The boxing match that cured me of following boxing
The boxing match that cured me of following boxing
Got our first TV in ’51 when I was 6. A sports fan, I watched the White Sox and the only other major televised sport, boxing. Most Friday nights watched boxing matches sponsored by Pabst Blue Ribbon Beer. That year I witnessed sadly as Joe Louis got hammered in the first round by a much younger Rocky Marciano. It was the last of the Brown Bomber’s 123 amateur and pro bouts.
On March 24, 1962, I watched my last boxing match. Benny ‘The Kid’ Paret was defending his welterweight crown against Emile Griffiths. Tho not reported beforehand, the 2 almost started fighting at the weigh-in. Paret touched Griffith’s butt and called him a maricon (faggot) alluding to Griffith’s rumored homosexuality.

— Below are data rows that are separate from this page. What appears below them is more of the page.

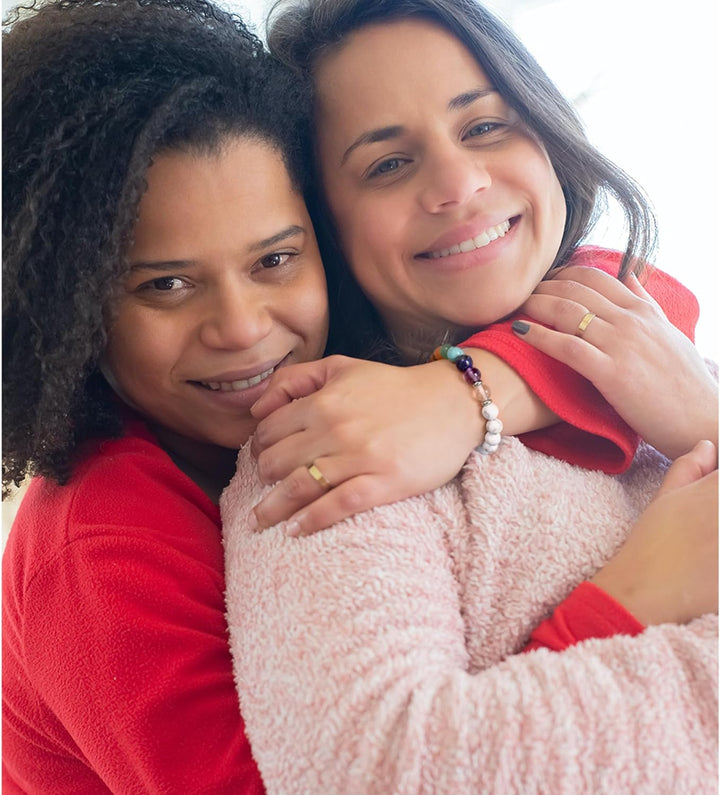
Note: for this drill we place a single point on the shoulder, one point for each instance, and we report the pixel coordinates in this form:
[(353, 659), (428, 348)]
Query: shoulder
[(124, 490)]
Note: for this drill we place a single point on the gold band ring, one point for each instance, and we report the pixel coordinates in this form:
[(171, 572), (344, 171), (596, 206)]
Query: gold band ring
[(588, 318), (318, 476)]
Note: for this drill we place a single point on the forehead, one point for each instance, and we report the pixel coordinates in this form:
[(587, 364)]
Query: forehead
[(386, 70)]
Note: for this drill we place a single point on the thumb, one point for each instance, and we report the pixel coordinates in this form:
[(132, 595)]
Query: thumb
[(293, 382), (692, 466)]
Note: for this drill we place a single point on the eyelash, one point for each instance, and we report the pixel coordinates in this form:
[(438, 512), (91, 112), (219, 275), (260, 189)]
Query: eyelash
[(490, 127), (154, 284), (376, 171), (284, 256)]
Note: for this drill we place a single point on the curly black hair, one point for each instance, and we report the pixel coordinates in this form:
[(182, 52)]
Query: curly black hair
[(92, 89)]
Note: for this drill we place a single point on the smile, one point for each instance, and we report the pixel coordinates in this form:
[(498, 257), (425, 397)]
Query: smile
[(483, 239), (237, 386)]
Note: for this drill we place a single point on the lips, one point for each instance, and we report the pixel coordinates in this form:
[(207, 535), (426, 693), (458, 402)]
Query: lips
[(236, 384), (480, 240)]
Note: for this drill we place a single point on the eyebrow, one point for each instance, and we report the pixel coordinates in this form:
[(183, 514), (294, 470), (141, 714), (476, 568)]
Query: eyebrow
[(396, 130), (290, 231), (273, 240)]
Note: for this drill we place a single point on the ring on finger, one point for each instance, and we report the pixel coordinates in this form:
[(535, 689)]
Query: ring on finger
[(318, 476), (587, 319)]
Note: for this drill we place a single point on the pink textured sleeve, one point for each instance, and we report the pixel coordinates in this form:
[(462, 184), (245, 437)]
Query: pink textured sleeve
[(588, 612), (353, 675)]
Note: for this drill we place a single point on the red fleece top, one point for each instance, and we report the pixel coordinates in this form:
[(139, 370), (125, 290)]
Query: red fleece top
[(117, 674), (592, 435), (116, 671)]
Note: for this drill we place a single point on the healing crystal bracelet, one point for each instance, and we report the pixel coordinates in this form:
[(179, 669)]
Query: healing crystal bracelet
[(490, 412)]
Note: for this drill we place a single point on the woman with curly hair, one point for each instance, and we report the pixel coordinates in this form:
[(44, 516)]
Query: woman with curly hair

Big mistake, as Griffith got fired up to avenge, at the time, the worst possible insult. In Round 12 Griffith pinned Paret up against the ropes and pounded him into a coma from which he never woke up. I watched him die standing up. His demise began a death knell for boxing as a premier US sport and rightly so, tho it's still around in the cultural shadows. It also ended my fascination with 2 men trying to kill each other for money and fan enjoyment. Seeing one such death in real time was enough for me.

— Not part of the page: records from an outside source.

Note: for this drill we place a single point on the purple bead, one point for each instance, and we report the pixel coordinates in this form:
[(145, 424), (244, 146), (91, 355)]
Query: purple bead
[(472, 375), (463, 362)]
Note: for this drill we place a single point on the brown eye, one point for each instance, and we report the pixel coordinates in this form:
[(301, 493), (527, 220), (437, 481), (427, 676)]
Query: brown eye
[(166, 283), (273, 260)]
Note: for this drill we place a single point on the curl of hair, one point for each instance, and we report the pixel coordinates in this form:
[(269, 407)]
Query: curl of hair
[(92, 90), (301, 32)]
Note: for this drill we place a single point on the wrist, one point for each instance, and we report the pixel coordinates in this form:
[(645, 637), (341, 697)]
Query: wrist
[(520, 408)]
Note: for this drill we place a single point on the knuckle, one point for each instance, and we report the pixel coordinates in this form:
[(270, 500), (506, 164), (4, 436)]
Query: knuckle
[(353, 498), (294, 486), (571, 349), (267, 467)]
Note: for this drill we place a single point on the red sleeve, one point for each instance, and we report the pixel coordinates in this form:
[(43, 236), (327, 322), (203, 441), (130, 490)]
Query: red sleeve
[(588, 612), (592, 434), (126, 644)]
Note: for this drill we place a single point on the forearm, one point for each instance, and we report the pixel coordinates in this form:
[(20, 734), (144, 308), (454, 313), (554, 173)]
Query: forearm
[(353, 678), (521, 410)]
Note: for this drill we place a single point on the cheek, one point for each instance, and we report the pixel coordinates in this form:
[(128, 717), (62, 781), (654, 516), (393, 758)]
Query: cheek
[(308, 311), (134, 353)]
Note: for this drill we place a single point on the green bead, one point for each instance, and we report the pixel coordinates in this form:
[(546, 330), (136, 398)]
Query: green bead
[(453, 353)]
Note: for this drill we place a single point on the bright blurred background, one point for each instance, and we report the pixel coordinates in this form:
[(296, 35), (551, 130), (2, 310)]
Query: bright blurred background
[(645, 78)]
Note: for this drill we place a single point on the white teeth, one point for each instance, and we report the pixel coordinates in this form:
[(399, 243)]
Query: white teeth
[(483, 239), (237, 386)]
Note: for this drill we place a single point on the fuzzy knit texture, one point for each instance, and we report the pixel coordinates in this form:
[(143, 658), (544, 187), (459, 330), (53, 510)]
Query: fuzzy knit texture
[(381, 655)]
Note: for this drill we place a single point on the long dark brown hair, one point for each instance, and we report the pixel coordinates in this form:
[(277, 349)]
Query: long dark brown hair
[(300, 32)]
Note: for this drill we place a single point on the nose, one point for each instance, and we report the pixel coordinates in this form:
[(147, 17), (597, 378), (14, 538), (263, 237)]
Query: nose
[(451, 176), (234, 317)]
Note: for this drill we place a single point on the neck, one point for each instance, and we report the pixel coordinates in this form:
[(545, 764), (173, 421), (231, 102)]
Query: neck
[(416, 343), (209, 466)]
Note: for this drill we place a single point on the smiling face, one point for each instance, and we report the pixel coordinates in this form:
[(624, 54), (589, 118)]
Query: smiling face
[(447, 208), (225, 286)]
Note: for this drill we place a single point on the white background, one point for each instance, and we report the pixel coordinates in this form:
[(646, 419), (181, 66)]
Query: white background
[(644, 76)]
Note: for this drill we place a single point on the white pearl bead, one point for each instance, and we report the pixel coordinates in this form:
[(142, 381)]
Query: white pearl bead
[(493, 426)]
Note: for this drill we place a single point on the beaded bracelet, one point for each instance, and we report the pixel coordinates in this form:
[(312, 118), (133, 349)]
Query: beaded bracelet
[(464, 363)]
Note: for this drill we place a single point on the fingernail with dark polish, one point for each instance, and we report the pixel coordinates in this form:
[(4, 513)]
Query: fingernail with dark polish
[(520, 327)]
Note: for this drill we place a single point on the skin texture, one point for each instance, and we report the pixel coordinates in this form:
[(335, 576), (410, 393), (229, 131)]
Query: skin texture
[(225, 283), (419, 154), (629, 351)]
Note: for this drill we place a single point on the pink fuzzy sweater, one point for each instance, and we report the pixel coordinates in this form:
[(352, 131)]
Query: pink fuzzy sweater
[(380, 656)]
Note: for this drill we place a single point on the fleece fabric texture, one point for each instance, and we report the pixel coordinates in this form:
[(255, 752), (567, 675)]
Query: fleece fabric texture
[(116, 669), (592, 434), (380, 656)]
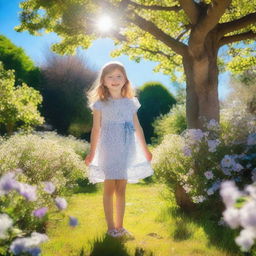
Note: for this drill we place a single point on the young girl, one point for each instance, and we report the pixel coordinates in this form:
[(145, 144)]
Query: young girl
[(118, 151)]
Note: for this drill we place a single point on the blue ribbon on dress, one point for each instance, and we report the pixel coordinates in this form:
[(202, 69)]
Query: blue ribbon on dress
[(129, 129)]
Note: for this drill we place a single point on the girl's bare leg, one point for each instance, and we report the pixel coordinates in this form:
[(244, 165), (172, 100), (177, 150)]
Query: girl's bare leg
[(120, 189), (109, 189)]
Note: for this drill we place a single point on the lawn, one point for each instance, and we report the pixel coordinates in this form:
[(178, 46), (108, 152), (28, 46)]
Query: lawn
[(159, 227)]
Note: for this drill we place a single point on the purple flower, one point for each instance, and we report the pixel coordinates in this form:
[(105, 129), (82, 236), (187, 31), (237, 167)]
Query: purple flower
[(28, 244), (245, 239), (5, 223), (187, 151), (73, 221), (212, 144), (35, 251), (208, 175), (28, 191), (251, 140), (40, 212), (49, 187), (61, 203), (232, 216)]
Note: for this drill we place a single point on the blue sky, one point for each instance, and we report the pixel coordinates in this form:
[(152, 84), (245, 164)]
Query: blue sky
[(97, 55)]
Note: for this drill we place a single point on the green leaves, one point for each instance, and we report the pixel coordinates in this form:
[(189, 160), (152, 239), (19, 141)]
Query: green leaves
[(18, 105)]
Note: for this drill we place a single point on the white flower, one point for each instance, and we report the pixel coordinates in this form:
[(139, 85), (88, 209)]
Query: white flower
[(212, 124), (212, 145), (210, 191), (187, 188), (238, 167), (208, 175), (227, 161), (5, 223), (232, 217), (248, 215), (26, 244), (245, 239), (190, 172), (229, 193), (187, 151)]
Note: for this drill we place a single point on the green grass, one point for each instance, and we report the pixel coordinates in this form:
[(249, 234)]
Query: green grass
[(160, 228)]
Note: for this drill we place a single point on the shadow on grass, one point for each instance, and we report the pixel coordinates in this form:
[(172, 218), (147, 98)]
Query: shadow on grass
[(112, 247), (182, 231), (84, 186), (220, 236)]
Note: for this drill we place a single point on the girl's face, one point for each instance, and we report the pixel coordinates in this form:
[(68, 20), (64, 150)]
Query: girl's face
[(114, 80)]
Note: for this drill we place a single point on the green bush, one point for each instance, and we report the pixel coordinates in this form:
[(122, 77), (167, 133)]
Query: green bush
[(42, 157), (199, 161), (155, 100), (172, 123)]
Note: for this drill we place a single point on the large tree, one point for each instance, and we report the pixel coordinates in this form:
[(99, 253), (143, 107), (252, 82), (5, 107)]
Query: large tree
[(182, 35)]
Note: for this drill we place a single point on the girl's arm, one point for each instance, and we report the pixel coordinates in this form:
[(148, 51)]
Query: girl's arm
[(140, 134), (95, 130)]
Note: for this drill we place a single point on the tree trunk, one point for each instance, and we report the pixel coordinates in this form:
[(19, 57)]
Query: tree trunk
[(202, 103)]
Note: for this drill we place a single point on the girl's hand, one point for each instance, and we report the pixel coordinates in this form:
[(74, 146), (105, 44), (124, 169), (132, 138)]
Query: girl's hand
[(148, 155), (89, 158)]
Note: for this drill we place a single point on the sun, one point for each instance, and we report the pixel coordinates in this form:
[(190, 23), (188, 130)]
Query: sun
[(105, 23)]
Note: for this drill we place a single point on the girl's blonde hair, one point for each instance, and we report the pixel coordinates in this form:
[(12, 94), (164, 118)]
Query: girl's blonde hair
[(100, 92)]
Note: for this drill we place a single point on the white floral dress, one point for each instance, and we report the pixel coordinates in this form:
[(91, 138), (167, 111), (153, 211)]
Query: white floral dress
[(118, 152)]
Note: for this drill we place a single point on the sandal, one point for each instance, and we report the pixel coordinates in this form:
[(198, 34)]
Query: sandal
[(113, 233), (125, 233)]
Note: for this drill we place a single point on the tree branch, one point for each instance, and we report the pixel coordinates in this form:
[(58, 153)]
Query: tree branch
[(155, 7), (237, 24), (212, 17), (191, 9), (153, 52), (151, 28), (236, 38)]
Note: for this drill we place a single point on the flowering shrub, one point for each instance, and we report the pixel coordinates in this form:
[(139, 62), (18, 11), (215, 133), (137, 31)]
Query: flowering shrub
[(43, 159), (240, 212), (200, 160), (11, 233), (45, 168), (173, 122)]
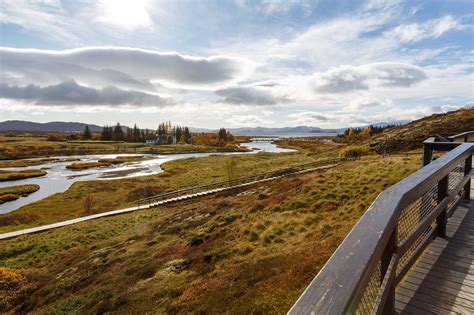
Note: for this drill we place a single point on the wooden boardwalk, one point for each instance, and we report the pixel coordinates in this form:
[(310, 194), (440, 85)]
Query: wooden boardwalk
[(56, 225), (442, 281)]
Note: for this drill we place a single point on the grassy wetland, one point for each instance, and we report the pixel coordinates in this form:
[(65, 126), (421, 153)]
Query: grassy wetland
[(250, 252), (115, 194), (247, 251), (23, 174), (14, 192), (27, 145)]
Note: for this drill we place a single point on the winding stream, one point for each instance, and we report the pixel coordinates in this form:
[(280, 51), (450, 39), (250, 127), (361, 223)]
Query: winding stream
[(59, 179)]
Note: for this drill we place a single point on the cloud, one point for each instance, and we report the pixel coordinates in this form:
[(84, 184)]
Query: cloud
[(249, 95), (121, 67), (71, 93), (350, 78), (127, 14), (246, 121), (430, 29), (269, 7)]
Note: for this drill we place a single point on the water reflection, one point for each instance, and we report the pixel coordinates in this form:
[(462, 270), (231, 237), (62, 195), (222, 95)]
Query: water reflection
[(59, 179)]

I’d largely suppressed my memory of that fight 62 years ago. It bubbled up from my subconscious recently upon hearing of the Chicago Lyric Opera production of ‘Champion’, a jazz opera of Griffith's tortured life. He fought for 15 years after the Paret fight, but his KO’s and wins went way down. He admitted pulling his his punches to avoid killing another fighter. Griffith won 3 different weight titles. But he’d likely have traded them all for Paret surviving his pugilistic blows.